Saudi Arabia's assurances that there is enough global oil supply are taking effect as prices for Brent crude begin to fall.
Oil prices fall as Saudi assurances take hold
Oil prices for Brent crude fell below $123 a barrel today as dealers bought Saudi Arabia's view that global markets were brimming with supply despite the chaos in Libya.
Saudi Arabia, the world's top oil exporter, said it reined in output in February because refineries had no need for extra barrels to cover for the Libyan disruption, where output has dropped by more than a million barrels daily.

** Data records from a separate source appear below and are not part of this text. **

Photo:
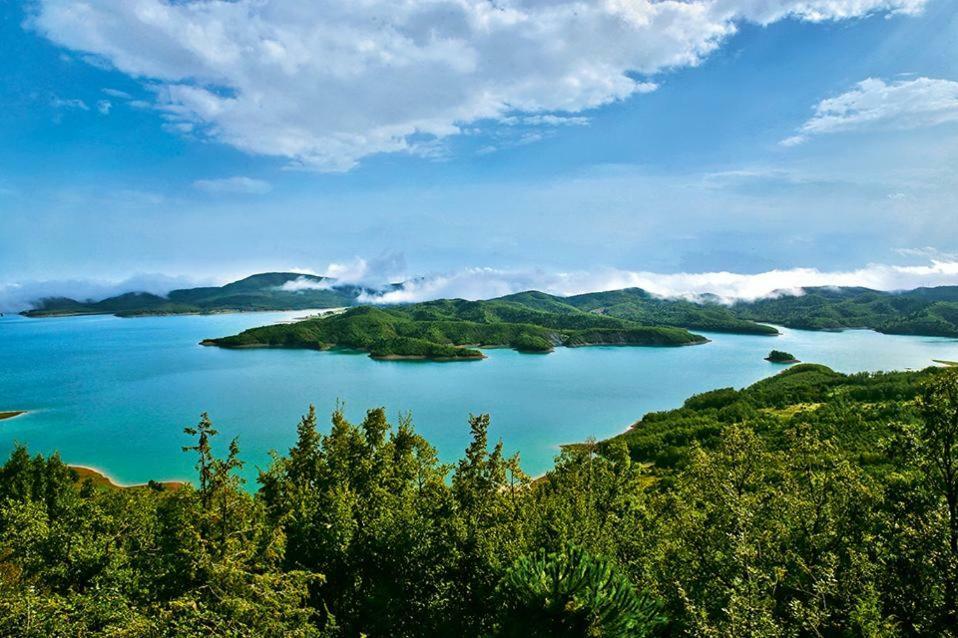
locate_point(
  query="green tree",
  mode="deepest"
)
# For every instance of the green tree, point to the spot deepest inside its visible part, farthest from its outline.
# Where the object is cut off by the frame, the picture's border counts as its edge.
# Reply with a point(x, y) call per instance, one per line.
point(570, 594)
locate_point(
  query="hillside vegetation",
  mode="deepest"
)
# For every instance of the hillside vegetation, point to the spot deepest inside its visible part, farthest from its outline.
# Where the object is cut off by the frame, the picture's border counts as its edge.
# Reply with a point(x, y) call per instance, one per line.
point(444, 329)
point(923, 311)
point(258, 292)
point(809, 504)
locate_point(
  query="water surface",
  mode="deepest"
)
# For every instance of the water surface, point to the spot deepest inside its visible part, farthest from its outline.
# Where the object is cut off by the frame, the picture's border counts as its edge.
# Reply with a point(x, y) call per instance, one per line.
point(116, 393)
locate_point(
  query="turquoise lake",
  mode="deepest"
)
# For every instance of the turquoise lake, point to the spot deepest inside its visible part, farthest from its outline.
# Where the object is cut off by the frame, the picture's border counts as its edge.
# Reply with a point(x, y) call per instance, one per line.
point(115, 393)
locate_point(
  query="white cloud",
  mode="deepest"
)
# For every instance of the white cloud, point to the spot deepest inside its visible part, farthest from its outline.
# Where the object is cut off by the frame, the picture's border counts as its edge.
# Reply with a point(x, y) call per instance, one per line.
point(875, 104)
point(17, 296)
point(483, 283)
point(72, 103)
point(324, 84)
point(239, 185)
point(120, 95)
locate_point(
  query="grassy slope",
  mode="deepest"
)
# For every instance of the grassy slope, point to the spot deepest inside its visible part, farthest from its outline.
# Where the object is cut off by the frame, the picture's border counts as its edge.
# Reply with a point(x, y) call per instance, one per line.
point(855, 409)
point(258, 292)
point(923, 311)
point(442, 330)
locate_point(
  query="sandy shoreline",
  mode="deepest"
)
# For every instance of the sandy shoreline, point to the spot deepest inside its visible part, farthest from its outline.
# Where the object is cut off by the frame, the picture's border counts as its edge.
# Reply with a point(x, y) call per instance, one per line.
point(99, 476)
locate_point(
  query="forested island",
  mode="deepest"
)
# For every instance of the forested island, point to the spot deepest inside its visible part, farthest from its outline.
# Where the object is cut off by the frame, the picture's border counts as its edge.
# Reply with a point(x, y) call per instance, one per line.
point(923, 311)
point(444, 330)
point(811, 503)
point(779, 356)
point(265, 291)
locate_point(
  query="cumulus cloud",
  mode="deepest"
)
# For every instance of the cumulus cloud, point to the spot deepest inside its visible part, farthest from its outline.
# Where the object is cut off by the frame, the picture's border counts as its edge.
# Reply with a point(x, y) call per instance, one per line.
point(380, 273)
point(483, 283)
point(876, 104)
point(324, 84)
point(239, 185)
point(68, 103)
point(18, 296)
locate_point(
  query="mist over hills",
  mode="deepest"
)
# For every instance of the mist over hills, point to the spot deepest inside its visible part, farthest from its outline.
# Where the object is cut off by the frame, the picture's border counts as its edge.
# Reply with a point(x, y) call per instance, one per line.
point(929, 311)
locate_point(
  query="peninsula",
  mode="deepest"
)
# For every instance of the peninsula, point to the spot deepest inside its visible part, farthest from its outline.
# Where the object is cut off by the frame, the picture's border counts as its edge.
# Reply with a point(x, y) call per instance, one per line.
point(923, 311)
point(265, 291)
point(778, 356)
point(454, 329)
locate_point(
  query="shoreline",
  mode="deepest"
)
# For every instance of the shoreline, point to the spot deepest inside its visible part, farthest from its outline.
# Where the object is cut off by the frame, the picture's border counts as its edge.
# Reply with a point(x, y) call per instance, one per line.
point(138, 315)
point(101, 477)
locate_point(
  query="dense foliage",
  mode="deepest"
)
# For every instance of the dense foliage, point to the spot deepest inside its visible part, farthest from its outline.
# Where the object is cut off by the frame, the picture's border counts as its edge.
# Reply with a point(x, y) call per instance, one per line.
point(923, 311)
point(809, 504)
point(265, 291)
point(444, 329)
point(780, 356)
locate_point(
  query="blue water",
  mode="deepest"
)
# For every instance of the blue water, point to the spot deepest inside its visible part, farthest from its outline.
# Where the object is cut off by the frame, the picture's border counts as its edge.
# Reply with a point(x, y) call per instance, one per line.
point(116, 393)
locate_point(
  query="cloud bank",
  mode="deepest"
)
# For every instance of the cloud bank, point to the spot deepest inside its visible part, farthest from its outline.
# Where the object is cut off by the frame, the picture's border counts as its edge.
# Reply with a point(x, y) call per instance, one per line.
point(324, 84)
point(875, 104)
point(18, 296)
point(235, 185)
point(484, 283)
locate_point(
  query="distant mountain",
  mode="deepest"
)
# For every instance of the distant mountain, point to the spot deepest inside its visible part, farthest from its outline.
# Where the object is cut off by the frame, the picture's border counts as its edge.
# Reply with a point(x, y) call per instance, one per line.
point(923, 311)
point(264, 291)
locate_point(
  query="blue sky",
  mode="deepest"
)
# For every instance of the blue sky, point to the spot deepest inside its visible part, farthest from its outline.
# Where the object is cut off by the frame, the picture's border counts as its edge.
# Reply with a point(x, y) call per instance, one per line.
point(211, 140)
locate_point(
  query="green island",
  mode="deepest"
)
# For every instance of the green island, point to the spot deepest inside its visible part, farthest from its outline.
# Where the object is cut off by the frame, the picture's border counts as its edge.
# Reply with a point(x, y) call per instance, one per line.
point(264, 291)
point(810, 503)
point(778, 356)
point(930, 312)
point(453, 330)
point(923, 311)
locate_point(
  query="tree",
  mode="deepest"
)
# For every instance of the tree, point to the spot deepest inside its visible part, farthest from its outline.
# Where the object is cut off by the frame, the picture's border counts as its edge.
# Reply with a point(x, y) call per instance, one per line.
point(935, 453)
point(570, 594)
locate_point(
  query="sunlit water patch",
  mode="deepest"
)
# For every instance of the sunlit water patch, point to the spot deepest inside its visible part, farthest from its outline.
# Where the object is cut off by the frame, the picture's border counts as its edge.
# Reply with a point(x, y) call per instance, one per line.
point(116, 393)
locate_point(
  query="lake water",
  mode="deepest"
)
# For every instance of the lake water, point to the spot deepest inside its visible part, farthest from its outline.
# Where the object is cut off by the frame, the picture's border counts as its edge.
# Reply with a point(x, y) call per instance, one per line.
point(116, 393)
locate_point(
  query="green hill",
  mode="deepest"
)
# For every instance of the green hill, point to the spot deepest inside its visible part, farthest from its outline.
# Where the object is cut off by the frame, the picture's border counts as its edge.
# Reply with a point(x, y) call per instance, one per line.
point(446, 328)
point(811, 503)
point(923, 311)
point(259, 292)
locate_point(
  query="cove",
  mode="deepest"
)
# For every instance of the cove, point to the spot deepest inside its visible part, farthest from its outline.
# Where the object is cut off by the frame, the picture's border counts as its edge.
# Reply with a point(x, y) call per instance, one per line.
point(115, 394)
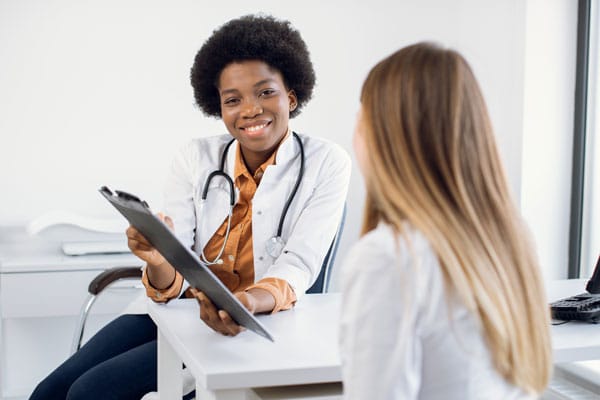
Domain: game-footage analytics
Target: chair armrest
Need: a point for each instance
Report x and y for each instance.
(105, 278)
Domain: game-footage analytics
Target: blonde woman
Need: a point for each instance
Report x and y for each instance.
(442, 295)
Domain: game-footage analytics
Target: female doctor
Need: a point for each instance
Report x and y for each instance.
(260, 206)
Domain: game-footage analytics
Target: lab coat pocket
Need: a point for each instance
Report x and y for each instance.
(212, 212)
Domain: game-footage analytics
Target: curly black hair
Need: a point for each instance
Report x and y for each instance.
(252, 37)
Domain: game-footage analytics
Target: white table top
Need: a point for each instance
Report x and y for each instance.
(21, 252)
(306, 342)
(305, 348)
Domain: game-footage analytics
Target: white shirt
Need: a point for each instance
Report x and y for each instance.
(403, 336)
(311, 221)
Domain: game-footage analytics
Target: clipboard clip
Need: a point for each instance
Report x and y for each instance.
(123, 196)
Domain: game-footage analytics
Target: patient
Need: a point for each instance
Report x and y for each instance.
(254, 73)
(442, 295)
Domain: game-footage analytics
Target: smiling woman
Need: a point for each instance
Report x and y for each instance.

Saudi's crude oil output stood at 8.3 million barrels a day last month, down from 9.1 million barrels a day in February, Ali al-Naimi said in remarks carried by state-run Kuwait News Agency.
Prices have vaulted into triple digits this year as unrest has spread across the Arab world.

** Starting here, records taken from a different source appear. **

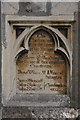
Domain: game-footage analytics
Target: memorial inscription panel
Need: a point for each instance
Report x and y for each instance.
(41, 70)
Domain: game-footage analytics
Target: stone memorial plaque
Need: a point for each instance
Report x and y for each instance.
(41, 70)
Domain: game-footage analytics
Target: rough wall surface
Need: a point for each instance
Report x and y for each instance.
(36, 9)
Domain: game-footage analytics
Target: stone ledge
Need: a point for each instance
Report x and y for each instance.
(39, 112)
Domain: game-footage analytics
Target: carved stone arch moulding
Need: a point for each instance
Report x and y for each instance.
(56, 34)
(61, 44)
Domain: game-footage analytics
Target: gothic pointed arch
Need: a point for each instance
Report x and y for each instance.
(56, 34)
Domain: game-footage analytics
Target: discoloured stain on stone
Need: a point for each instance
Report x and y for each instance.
(41, 70)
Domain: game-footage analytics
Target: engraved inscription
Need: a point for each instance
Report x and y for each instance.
(41, 70)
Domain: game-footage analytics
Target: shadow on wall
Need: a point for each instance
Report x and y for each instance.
(35, 8)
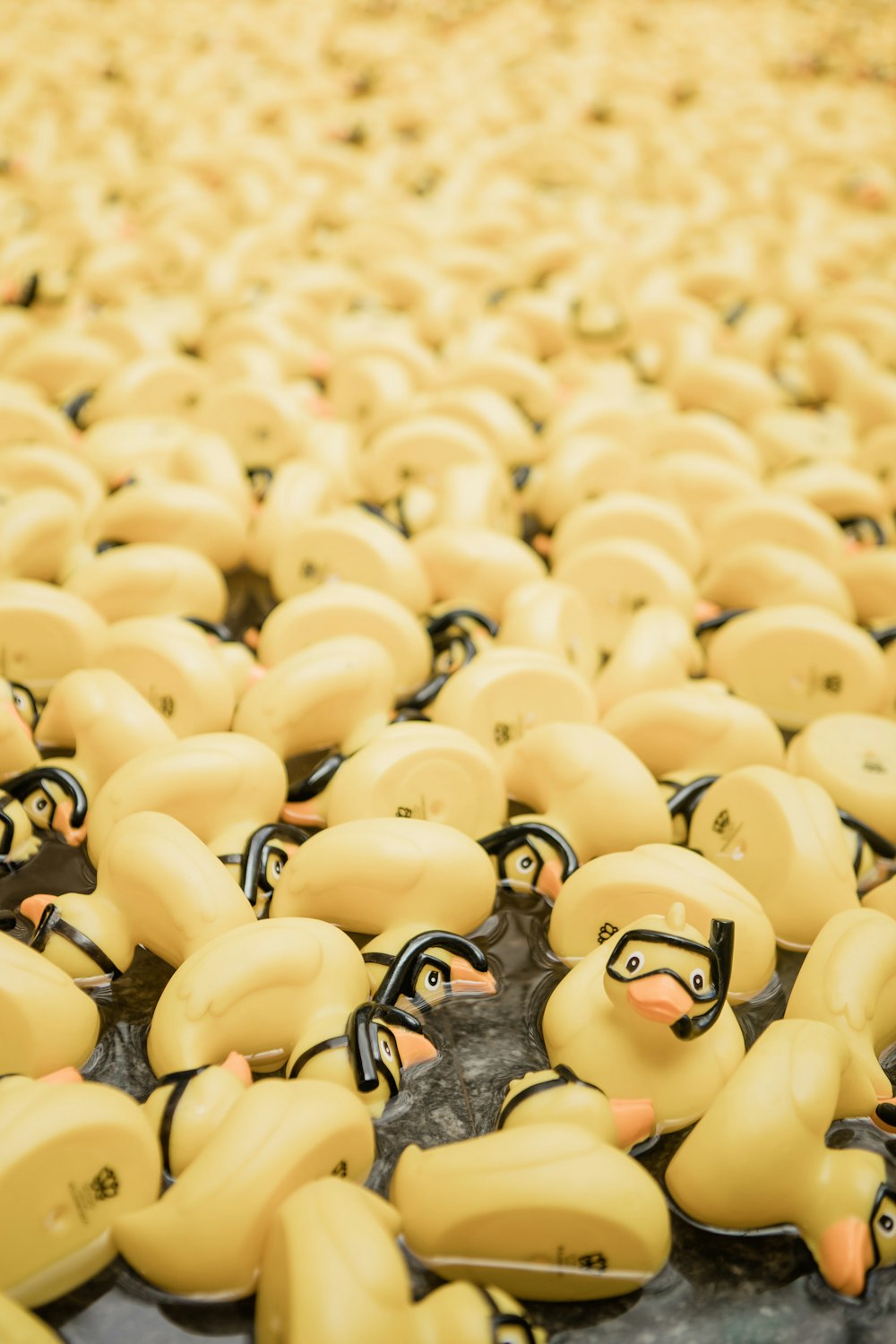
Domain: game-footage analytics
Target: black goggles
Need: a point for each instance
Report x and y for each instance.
(719, 954)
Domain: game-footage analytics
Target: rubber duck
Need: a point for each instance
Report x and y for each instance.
(694, 728)
(552, 766)
(429, 967)
(799, 663)
(158, 886)
(848, 980)
(47, 1021)
(559, 1096)
(38, 527)
(18, 752)
(107, 722)
(780, 836)
(174, 513)
(549, 616)
(616, 889)
(206, 1236)
(351, 545)
(546, 1210)
(339, 609)
(220, 785)
(505, 693)
(645, 1015)
(74, 1159)
(629, 513)
(618, 577)
(148, 578)
(853, 758)
(46, 633)
(336, 693)
(179, 669)
(332, 1268)
(413, 771)
(295, 988)
(374, 875)
(474, 566)
(21, 1327)
(761, 574)
(187, 1107)
(758, 1158)
(657, 650)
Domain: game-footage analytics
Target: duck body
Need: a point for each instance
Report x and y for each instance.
(206, 1236)
(551, 1199)
(74, 1159)
(220, 785)
(158, 884)
(758, 1158)
(848, 981)
(333, 1271)
(45, 1021)
(368, 875)
(592, 1024)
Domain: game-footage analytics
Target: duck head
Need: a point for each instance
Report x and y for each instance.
(379, 1043)
(54, 800)
(477, 1314)
(18, 840)
(530, 857)
(258, 868)
(432, 967)
(667, 973)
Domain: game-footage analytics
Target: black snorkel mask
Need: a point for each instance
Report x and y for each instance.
(445, 632)
(564, 1075)
(720, 956)
(260, 849)
(408, 964)
(24, 784)
(500, 843)
(362, 1042)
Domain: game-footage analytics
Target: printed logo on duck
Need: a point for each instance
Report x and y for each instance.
(105, 1185)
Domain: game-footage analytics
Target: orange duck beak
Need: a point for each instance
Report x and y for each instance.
(633, 1117)
(34, 906)
(659, 999)
(845, 1254)
(413, 1047)
(468, 980)
(549, 879)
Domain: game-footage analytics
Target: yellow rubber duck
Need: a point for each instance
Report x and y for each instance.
(414, 771)
(281, 988)
(47, 1021)
(21, 1327)
(758, 1158)
(220, 785)
(187, 1107)
(75, 1158)
(546, 1210)
(645, 1015)
(108, 723)
(782, 838)
(332, 1269)
(206, 1236)
(158, 884)
(616, 889)
(848, 981)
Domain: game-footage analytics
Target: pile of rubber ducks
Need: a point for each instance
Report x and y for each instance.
(444, 478)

Dr Amir Alizadeh, who teaches at the Dubai campus of Cass Bussiness School of City University London, attributes crude's recent ascent to a "tsunami" of events affecting short-term supply and demand.

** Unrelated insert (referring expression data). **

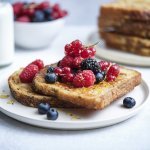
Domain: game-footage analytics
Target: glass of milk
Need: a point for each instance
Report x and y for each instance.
(6, 34)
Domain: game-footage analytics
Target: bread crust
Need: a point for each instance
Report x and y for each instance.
(126, 43)
(139, 29)
(127, 9)
(97, 96)
(24, 94)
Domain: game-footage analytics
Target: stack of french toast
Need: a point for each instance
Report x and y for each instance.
(124, 25)
(76, 81)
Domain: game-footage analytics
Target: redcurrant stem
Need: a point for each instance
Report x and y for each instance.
(93, 44)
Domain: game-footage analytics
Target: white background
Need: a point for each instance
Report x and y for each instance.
(133, 134)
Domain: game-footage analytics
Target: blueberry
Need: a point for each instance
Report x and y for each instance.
(52, 114)
(129, 102)
(51, 77)
(50, 69)
(58, 64)
(49, 18)
(39, 16)
(47, 12)
(43, 108)
(99, 77)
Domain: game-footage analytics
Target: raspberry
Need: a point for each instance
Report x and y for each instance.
(90, 64)
(27, 12)
(85, 78)
(23, 19)
(92, 50)
(38, 63)
(110, 78)
(104, 65)
(66, 70)
(77, 44)
(67, 61)
(28, 73)
(67, 49)
(58, 70)
(113, 70)
(56, 7)
(43, 5)
(67, 77)
(17, 8)
(77, 61)
(85, 53)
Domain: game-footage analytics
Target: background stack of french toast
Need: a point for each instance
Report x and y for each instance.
(124, 25)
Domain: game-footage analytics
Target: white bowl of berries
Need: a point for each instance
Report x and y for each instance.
(36, 25)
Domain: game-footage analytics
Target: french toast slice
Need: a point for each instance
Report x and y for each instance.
(24, 94)
(97, 96)
(127, 43)
(141, 29)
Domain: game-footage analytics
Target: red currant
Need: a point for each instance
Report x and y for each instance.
(93, 51)
(77, 52)
(67, 61)
(104, 65)
(110, 78)
(58, 70)
(77, 61)
(85, 53)
(114, 70)
(66, 70)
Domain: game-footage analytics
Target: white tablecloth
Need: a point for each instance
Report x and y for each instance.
(133, 134)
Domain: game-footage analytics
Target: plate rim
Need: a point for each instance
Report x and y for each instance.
(91, 124)
(95, 33)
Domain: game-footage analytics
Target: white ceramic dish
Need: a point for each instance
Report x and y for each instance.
(104, 52)
(37, 35)
(73, 119)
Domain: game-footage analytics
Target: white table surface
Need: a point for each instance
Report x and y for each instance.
(133, 134)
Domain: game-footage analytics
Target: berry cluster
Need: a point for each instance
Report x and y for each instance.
(80, 68)
(29, 72)
(44, 108)
(33, 12)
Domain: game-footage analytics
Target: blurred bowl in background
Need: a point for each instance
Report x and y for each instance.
(37, 35)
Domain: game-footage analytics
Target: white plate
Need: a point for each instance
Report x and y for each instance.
(73, 119)
(117, 56)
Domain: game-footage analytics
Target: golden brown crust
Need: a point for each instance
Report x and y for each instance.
(140, 29)
(131, 44)
(97, 96)
(127, 9)
(24, 94)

"Market volatility from our point of view is like London buses: the bad news can bunch up. It's what we call volatility clustering," he said.
"What has happened recently is that we've had unrest in north Africa at the same time as all this effort to bring back the [global] economy in good order has boosted demand. The bad news about supply coming on the back of increased demand creates volatility."
The two-month old uprising in Libya has cut supplies of high-quality crude to Europe from that country to nearly zero,
prompting European refiners to increase their purchases of whatever equivalent crude supplies are on the market.
That has increased demand for North Sea Brent crude, and oil from Nigeria and the Caspian region.
What has happened in Europe, says Dr Alizadeh, is that the effects of drivers for both supply and demand-driven oil shocks have compounded each other, producing a "tsunami" effect.
Supply-side price shocks tend to be related to market fundamentals, in this case an actual drop in Libyan crude exports. Demand related shocks, on the other hand tend to be driven by market speculation or fear of a future supply shortage.
"Sometimes, all the effects combine. Recently, this is the case," he said.
But periods of price volatility may be separated by interludes of calm, sometimes lasting for months or years, in which market signals cancel each other out and stabilise prices. The last such period started in October 2009. For the ensuing 12 months, crude seldom strayed from a relatively narrow band between $70 to $85 a barrel.
The message for Opec, if the organisation wants to stabilise prices, is to maintain enough spare output capacity to meet future demand, Dr Alizadeh said.
"The fact of the matter is that with low oil prices, even Opec countries don't tend to improve the infrastructure," he observed.